Author of the week: Kate Christensen

Kate Christensen is adept at composing characters of the opposite sex. In her sixth novel, The Astral, a poet has just been given the boot by his wife.

Men have a champion in Kate Christensen, said the Newark, N.J., Star-Ledger. It’s common for writers to complain about the difficulties of composing authentic characters of the opposite sex, but Christensen has done it enthusiastically in such novels as The Great Man and The Epicure’s Lament. “I have an inner guy, though I am straight and to all appearances female,” says the author, 48. The narrator of her sixth novel, The Astral, is also a man: Harry is a 57-year-old failed poet who’s just been given the boot by his wife. “Harry is an alter ego to me,” she says. “Women are much more subterranean. They mask their manipulations and blows with smiles. I like the way men have that surface competitiveness.”

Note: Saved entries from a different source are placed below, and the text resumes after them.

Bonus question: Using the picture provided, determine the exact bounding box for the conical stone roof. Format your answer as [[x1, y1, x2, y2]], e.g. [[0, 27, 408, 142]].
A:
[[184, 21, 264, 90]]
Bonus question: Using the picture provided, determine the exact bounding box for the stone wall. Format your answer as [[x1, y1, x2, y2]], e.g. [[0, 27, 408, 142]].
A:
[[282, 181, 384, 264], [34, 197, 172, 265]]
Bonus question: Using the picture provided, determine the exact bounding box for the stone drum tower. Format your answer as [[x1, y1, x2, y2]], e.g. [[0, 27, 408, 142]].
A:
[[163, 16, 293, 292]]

Christensen admits that the women she created this time around also aren’t her kind, said Edan Lepucki in TheMillions.com. “One of the themes I’m exploring is the ways in which certain women try to control other people—their husbands first and foremost,” she says. “I’ve had my share of encounters with controlling women. There’s a mechanism at work in them that is deeply foreign to me and which I sought to expose.” Creating Harry’s voice also allowed Christensen to accept the failure of her own marriage, which was ending as she wrote the book, and to confront the realities of getting older. “Harry can’t lie to himself anymore,” she says. “When you are 22, you say and think what you are going to do. What you are at 57 is what you are.”